Le bénéficiaire qui fait la demande de pension en premier déclenche le calcul du partage pour le versement de sa pension.

Le calcul se fait par nombre de mois de mariage. Et vous battez haut la main la première épouse de votre mari : 17 ans contre 6 ans. Vous toucherez donc la plus importante partie de la pension de réversion. Celle-ci sera d’ailleurs augmentée de la part de sa première épouse si elle venait à disparaître avant vous. L’inverse est aussi vrai. Et ce à partir du premier jour du mois suivant le décès. Votre mari n’a d’ailleurs pas “à faire le nécessaire” pour que vous touchiez sa pension de réversion, puisque ce sera à vous de vous mettre en relation avec sa caisse de retraite mais c’est quand même gentil d’y avoir pensé. Il veut sans doute dire qu’il vous a laissé les documents et les adresses pour simplifier vos démarches.

Télévision et location

 

Nous sommes propriétaires d’un appartement dans une petite copropriété. En 2002, l’AG des copropriétaires a fait remplacer l’antenne hertzienne par le câble. Chaque appartement a donc été équipé à partir de ce moment d’une alimentation particulière pour la réception TV. Notre dernier locataire a pris possession de cet appartement en mars 2004. Il a été obligé de s’équiper d’un adaptateur numéricâble financé par nos soins en 2008 pour une réception de toutes les chaînes. Depuis cette date, il refuse de s’acquitter de sa participation annuelle calculée par le syndic en fonction du contrat signé avec Numéricâble pour chaque résident soit 2 euros par mois. Ce locataire peut-il refuser l’application de cette règle fixée par le syndic ?

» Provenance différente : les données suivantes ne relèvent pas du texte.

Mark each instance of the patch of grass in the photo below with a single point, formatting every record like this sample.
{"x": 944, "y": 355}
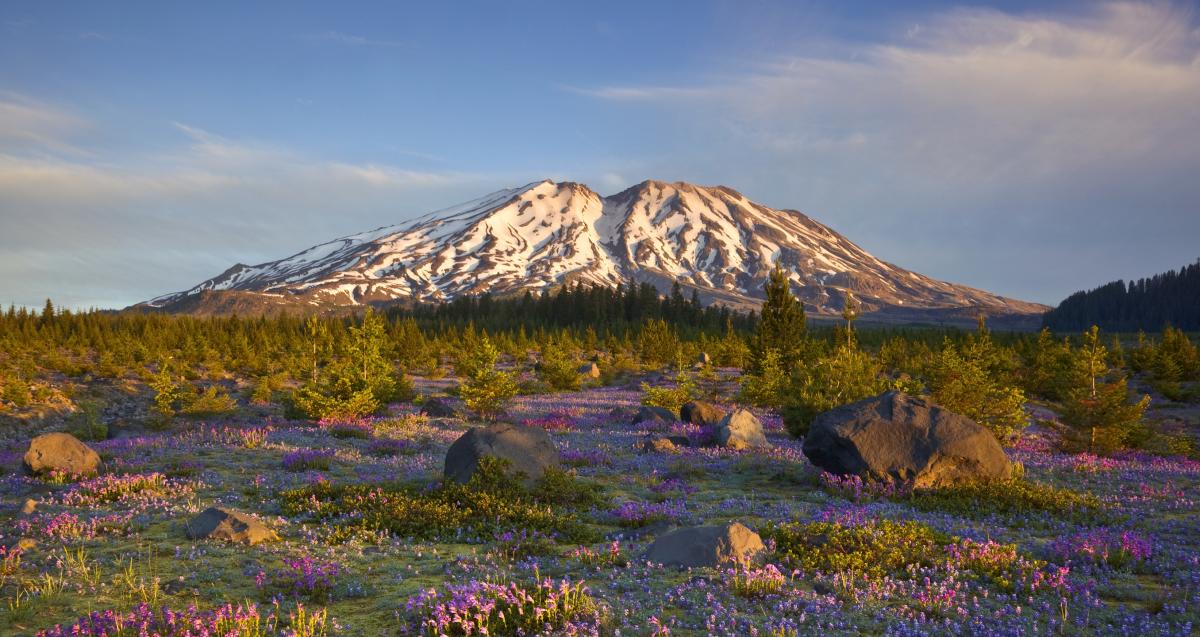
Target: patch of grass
{"x": 875, "y": 550}
{"x": 492, "y": 502}
{"x": 1020, "y": 499}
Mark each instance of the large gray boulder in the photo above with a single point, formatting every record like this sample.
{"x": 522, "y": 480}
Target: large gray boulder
{"x": 60, "y": 452}
{"x": 898, "y": 438}
{"x": 217, "y": 523}
{"x": 741, "y": 430}
{"x": 653, "y": 415}
{"x": 528, "y": 450}
{"x": 706, "y": 546}
{"x": 701, "y": 413}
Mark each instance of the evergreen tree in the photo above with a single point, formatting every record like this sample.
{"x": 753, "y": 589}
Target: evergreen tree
{"x": 486, "y": 391}
{"x": 781, "y": 325}
{"x": 1102, "y": 415}
{"x": 558, "y": 370}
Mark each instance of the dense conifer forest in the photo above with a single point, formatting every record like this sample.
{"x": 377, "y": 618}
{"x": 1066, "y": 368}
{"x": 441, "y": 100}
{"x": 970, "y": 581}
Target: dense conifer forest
{"x": 1171, "y": 298}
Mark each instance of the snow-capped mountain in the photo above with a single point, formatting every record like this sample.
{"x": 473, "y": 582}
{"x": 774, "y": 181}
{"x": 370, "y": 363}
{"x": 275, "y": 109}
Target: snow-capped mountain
{"x": 546, "y": 234}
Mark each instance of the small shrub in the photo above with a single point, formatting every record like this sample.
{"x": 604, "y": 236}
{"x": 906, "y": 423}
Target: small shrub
{"x": 1020, "y": 499}
{"x": 485, "y": 390}
{"x": 303, "y": 577}
{"x": 1104, "y": 546}
{"x": 671, "y": 398}
{"x": 633, "y": 514}
{"x": 875, "y": 548}
{"x": 214, "y": 401}
{"x": 502, "y": 610}
{"x": 491, "y": 502}
{"x": 85, "y": 422}
{"x": 612, "y": 557}
{"x": 755, "y": 582}
{"x": 305, "y": 460}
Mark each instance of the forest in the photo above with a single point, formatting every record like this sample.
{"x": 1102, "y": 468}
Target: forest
{"x": 1149, "y": 304}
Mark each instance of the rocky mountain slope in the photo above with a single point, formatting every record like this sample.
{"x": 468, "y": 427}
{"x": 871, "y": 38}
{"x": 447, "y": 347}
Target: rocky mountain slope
{"x": 546, "y": 234}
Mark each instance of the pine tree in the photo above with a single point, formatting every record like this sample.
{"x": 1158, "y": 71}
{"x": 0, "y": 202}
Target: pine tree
{"x": 486, "y": 391}
{"x": 1102, "y": 415}
{"x": 781, "y": 325}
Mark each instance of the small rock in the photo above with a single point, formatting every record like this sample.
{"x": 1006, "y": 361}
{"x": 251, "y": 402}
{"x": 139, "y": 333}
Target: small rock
{"x": 217, "y": 523}
{"x": 741, "y": 430}
{"x": 60, "y": 452}
{"x": 529, "y": 451}
{"x": 658, "y": 444}
{"x": 706, "y": 546}
{"x": 701, "y": 413}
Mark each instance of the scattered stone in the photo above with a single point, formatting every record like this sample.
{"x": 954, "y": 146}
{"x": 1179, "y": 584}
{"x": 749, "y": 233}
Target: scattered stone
{"x": 441, "y": 408}
{"x": 706, "y": 546}
{"x": 60, "y": 452}
{"x": 741, "y": 430}
{"x": 701, "y": 413}
{"x": 529, "y": 451}
{"x": 898, "y": 438}
{"x": 219, "y": 523}
{"x": 621, "y": 414}
{"x": 654, "y": 415}
{"x": 664, "y": 444}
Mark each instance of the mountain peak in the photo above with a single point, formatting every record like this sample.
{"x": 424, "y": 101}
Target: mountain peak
{"x": 545, "y": 234}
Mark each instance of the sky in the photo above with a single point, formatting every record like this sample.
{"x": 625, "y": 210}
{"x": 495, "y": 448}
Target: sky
{"x": 1030, "y": 149}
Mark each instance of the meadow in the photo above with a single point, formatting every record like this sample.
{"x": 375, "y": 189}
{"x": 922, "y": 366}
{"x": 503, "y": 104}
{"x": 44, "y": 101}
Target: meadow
{"x": 1093, "y": 533}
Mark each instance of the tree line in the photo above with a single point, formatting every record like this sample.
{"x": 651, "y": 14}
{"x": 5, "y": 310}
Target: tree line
{"x": 1171, "y": 298}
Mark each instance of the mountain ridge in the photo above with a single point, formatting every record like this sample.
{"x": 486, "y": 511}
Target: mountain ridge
{"x": 545, "y": 234}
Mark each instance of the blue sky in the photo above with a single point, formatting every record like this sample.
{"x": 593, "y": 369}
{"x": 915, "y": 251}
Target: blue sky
{"x": 1026, "y": 149}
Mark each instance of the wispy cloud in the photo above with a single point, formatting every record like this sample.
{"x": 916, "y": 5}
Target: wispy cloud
{"x": 976, "y": 126}
{"x": 138, "y": 226}
{"x": 351, "y": 40}
{"x": 30, "y": 125}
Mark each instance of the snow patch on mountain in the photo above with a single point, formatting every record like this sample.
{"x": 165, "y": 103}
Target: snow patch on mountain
{"x": 546, "y": 234}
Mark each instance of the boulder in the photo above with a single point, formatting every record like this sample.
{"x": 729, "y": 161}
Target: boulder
{"x": 441, "y": 408}
{"x": 217, "y": 523}
{"x": 60, "y": 452}
{"x": 701, "y": 413}
{"x": 741, "y": 430}
{"x": 898, "y": 438}
{"x": 706, "y": 546}
{"x": 654, "y": 415}
{"x": 528, "y": 450}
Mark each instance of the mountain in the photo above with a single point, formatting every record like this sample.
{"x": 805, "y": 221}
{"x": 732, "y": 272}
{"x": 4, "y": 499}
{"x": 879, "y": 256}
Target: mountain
{"x": 547, "y": 234}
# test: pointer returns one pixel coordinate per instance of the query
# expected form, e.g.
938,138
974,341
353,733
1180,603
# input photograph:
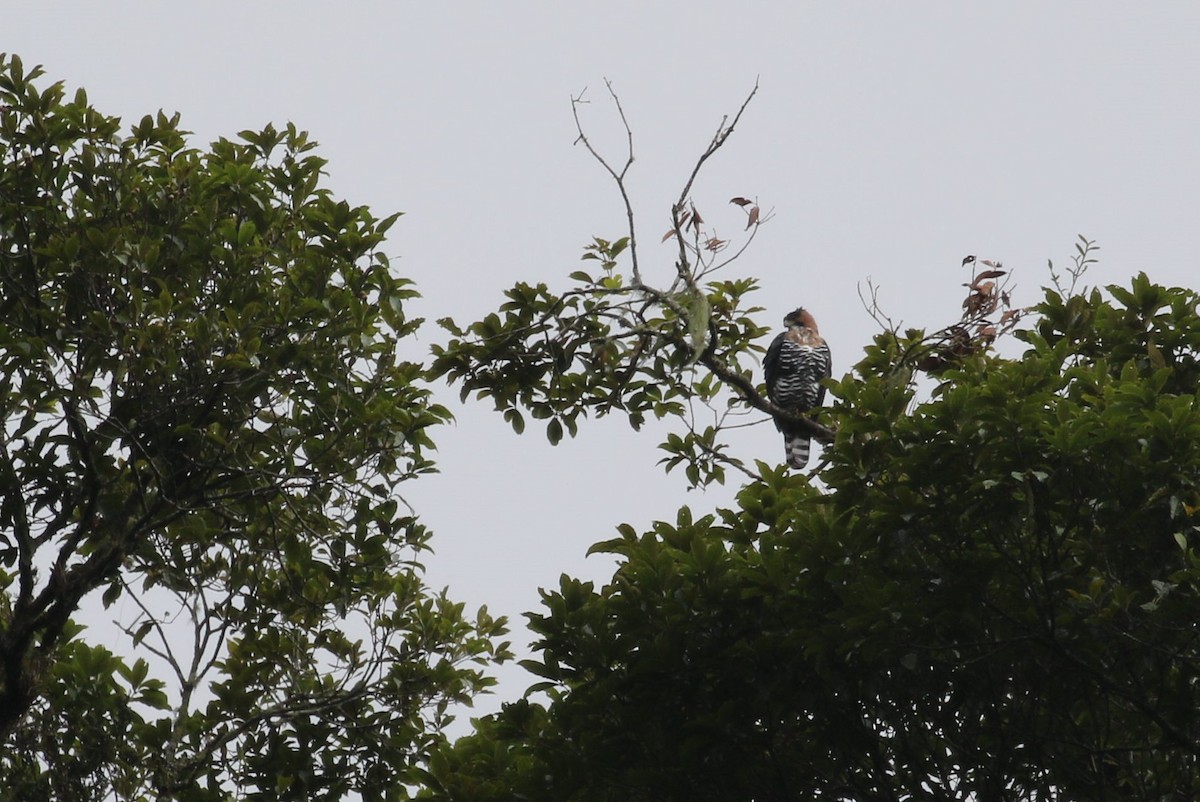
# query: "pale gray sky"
889,139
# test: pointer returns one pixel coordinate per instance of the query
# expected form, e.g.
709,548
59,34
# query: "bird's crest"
801,316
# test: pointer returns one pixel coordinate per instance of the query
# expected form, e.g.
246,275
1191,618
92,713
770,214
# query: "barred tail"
797,448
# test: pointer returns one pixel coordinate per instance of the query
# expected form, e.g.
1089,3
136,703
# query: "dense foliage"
204,424
994,598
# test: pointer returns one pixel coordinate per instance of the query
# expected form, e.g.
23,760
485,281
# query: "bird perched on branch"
796,361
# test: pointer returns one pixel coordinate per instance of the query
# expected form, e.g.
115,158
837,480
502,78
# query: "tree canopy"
989,594
994,598
204,413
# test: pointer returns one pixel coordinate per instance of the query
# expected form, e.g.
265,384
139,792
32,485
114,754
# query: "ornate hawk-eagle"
796,361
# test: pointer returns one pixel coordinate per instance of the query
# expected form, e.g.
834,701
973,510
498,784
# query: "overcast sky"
889,139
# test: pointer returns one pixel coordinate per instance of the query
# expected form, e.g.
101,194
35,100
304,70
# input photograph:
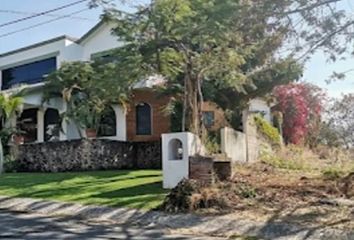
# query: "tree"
193,43
10,107
340,120
228,44
87,88
301,105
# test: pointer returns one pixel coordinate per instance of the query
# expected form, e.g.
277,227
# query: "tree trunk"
193,107
1,157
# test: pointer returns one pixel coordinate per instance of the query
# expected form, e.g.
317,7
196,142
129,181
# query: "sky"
317,70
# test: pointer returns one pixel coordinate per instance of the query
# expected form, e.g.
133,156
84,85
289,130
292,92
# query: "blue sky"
316,70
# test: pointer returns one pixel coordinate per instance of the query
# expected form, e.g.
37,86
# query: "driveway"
34,226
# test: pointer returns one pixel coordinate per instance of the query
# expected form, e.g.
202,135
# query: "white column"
40,125
64,124
121,122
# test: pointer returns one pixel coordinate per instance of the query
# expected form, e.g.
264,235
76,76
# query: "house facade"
26,68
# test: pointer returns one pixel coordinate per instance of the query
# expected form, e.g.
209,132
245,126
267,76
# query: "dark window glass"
29,73
208,119
27,123
51,125
143,119
108,123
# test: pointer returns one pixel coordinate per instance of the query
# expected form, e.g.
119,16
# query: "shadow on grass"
136,189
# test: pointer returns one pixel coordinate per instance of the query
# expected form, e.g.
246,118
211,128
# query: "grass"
140,189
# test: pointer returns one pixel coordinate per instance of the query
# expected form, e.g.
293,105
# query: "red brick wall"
161,123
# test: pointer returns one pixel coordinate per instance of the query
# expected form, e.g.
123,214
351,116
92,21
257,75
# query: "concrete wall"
219,115
99,41
233,144
82,155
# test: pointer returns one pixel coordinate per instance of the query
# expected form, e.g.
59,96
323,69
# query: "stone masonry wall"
84,155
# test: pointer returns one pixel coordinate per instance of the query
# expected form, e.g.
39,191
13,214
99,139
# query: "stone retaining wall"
84,155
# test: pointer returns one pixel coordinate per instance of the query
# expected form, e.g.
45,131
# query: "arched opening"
51,125
108,123
175,150
27,124
143,119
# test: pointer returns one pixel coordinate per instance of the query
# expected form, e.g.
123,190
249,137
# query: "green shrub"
283,161
212,142
267,130
332,173
10,164
247,191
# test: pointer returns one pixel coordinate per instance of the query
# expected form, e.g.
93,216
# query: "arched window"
143,119
175,150
51,125
27,123
108,123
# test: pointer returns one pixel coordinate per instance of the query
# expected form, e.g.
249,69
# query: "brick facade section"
161,123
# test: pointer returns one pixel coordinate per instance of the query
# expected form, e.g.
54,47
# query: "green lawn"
135,189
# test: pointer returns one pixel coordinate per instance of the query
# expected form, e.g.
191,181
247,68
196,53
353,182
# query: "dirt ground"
265,193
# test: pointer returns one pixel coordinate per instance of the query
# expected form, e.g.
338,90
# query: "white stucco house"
27,67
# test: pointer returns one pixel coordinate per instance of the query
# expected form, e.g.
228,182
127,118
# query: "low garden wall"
84,155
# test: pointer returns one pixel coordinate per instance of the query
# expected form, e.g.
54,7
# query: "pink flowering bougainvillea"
301,105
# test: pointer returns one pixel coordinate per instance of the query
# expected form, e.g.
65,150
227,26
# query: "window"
143,119
175,150
208,119
27,123
51,125
108,124
28,74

La liberté de recevoir les programmes de son choix est un droit qui découle de la liberté du droit à l’information instituée par la Déclaration des droits de l’Homme et du citoyen de 1789 (article 11) et reprise par la déclaration européenne des droits de l’homme (article 10). Ceci étant dit, votre locataire a signé un bail en 2004 pour un appartement qui était câblé depuis deux ans. Ce n’est donc pas une surprise pour lui et cette installation doit figurer dans le bail et dans l’état des lieux. Il ne peut donc se soustraire, pas plus que s’il était propriétaire, à une charge qui a été voté en AG de copropriétaires. L’accès à Numéricâble entre dans les charges et la solution pour vous est d’intégrer ces 2 euros mensuels dans les charges diverses. Votre locataire ne pourra donc pas refuser de payer. Vous avez déjà été bien gentil de prendre à votre charge ses précédents adaptateurs car rien ne vous y contraignait.